My father was an entrepreneur, he was always swinging for the trees. We had some successes, but he also made some mistakes.
Q: After running BrightScope for many years, how did you decide it was time to sell?
A: We thought the market would be a lot bigger than it ended up being. You have these visions in your head of how far you’re going to take something. We started to get more realistic.
We realized there wasn’t enough growth ahead of us to justify running the company with other people’s capital. Also, you get a little tired after seven years.
Luckily, we had already met most of the CEOs of the competitors. We were able to initiate a process ourselves without hiring a banker.
Q: Did the sale generate a wealth event for you and your brother? And how did you handle it?
A: We’re very different than the average person who has a wealth event, because we managed other people’s money before we started BrightScope as registered investment advisers.
We never had any temptation to spend money. I drive a Ford pickup truck. I have everything I need. The primary thing I like to do is travel and eat. I had more than enough money to do those things before the wealth event. So to me, it was an opportunity to do more investing.

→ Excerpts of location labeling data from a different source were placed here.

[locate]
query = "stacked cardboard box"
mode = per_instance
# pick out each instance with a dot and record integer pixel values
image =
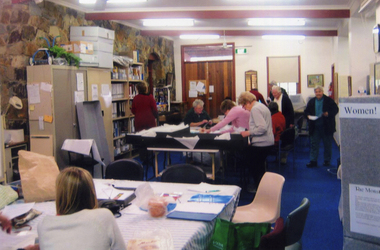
(102, 41)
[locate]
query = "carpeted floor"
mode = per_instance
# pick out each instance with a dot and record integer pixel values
(323, 229)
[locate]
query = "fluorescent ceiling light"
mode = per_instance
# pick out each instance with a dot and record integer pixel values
(276, 22)
(196, 37)
(87, 1)
(110, 1)
(169, 22)
(125, 1)
(283, 37)
(210, 58)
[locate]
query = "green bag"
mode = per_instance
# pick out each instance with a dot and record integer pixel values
(239, 236)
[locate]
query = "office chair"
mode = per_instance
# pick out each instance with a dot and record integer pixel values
(266, 205)
(183, 173)
(287, 235)
(125, 169)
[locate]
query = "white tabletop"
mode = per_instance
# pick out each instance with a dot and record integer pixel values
(185, 234)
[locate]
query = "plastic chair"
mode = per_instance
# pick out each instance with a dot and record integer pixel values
(125, 169)
(266, 205)
(287, 236)
(183, 173)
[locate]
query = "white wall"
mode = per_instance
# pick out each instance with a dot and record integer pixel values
(316, 58)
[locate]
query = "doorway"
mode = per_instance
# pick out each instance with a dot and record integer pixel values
(212, 65)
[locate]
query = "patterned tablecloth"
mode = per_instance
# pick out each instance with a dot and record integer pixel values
(185, 234)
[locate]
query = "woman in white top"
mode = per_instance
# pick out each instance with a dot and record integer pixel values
(261, 134)
(79, 223)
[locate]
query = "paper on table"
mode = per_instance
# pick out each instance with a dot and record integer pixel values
(189, 142)
(203, 188)
(16, 241)
(107, 192)
(225, 136)
(313, 117)
(193, 207)
(12, 211)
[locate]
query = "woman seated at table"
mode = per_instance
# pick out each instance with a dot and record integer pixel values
(238, 116)
(79, 223)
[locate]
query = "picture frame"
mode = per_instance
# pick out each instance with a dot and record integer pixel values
(169, 79)
(250, 80)
(315, 80)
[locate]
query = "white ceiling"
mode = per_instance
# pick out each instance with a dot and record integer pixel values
(223, 15)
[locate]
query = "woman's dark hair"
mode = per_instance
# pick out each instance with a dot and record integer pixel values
(227, 105)
(273, 107)
(142, 87)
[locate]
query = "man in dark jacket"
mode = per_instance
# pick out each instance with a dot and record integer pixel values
(320, 112)
(284, 105)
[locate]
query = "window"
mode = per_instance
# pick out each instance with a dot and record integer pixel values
(290, 87)
(285, 70)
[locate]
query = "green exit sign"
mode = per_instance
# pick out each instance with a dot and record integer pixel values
(241, 51)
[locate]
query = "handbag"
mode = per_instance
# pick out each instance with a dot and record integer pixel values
(240, 236)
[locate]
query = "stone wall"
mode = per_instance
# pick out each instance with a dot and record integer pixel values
(22, 25)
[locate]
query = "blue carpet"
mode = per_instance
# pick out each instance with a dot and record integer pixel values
(323, 229)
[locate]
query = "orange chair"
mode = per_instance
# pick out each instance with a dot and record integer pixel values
(266, 205)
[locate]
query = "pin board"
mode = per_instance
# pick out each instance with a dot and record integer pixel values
(40, 100)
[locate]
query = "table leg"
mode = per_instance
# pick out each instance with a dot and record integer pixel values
(156, 162)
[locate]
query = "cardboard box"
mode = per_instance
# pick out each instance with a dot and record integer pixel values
(92, 31)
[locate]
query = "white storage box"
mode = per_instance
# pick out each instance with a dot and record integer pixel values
(92, 39)
(13, 135)
(92, 31)
(98, 59)
(98, 44)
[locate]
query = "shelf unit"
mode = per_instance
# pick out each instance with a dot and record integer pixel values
(123, 80)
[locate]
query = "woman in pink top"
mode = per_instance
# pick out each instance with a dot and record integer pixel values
(235, 114)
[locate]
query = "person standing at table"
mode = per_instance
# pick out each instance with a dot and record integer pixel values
(236, 115)
(284, 105)
(324, 109)
(271, 85)
(144, 108)
(259, 96)
(278, 122)
(197, 116)
(79, 223)
(261, 135)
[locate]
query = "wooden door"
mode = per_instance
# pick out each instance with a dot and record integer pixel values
(219, 74)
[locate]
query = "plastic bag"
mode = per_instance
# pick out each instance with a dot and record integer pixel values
(239, 236)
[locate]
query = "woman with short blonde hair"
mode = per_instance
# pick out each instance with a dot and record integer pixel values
(79, 224)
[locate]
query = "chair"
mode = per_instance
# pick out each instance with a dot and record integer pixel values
(287, 236)
(183, 173)
(266, 205)
(285, 145)
(125, 169)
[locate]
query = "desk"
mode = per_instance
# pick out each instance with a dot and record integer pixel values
(186, 234)
(212, 153)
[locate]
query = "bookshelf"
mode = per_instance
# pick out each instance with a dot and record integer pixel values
(124, 79)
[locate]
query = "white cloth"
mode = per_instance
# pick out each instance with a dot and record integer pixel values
(83, 147)
(86, 229)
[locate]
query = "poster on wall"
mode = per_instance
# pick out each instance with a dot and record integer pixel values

Q: BrightScope was always a family business - your parents were investors and another brother worked for you. How will you keep that spirit going?
A: Ryan and I intend on working together. We stayed on with the parent company and are executives. Our younger brother, Eddie (now 28), left in March and is now working at a startup in the entertainment sector. That’s a company that Ryan and I are committed to investing in, but we can’t work on it full-time.
Q: In the past, you and Ryan have given back by teaching financial literacy to kids at your old high school. How do you plan to contribute in the future?
A: We want to get involved with charity – not just to give money, but also time. I want to coach and help other entrepreneurs. I like to do practical things to use the skill sets I’ve developed.
Q: What legacy do you hope to pass along to the next generation?
A: A culture of work. I think money by itself without the knowledge and culture and ethic is worthless. It maybe even is harmful. Money by itself without an understanding of what it takes to make it drives people to hurt themselves.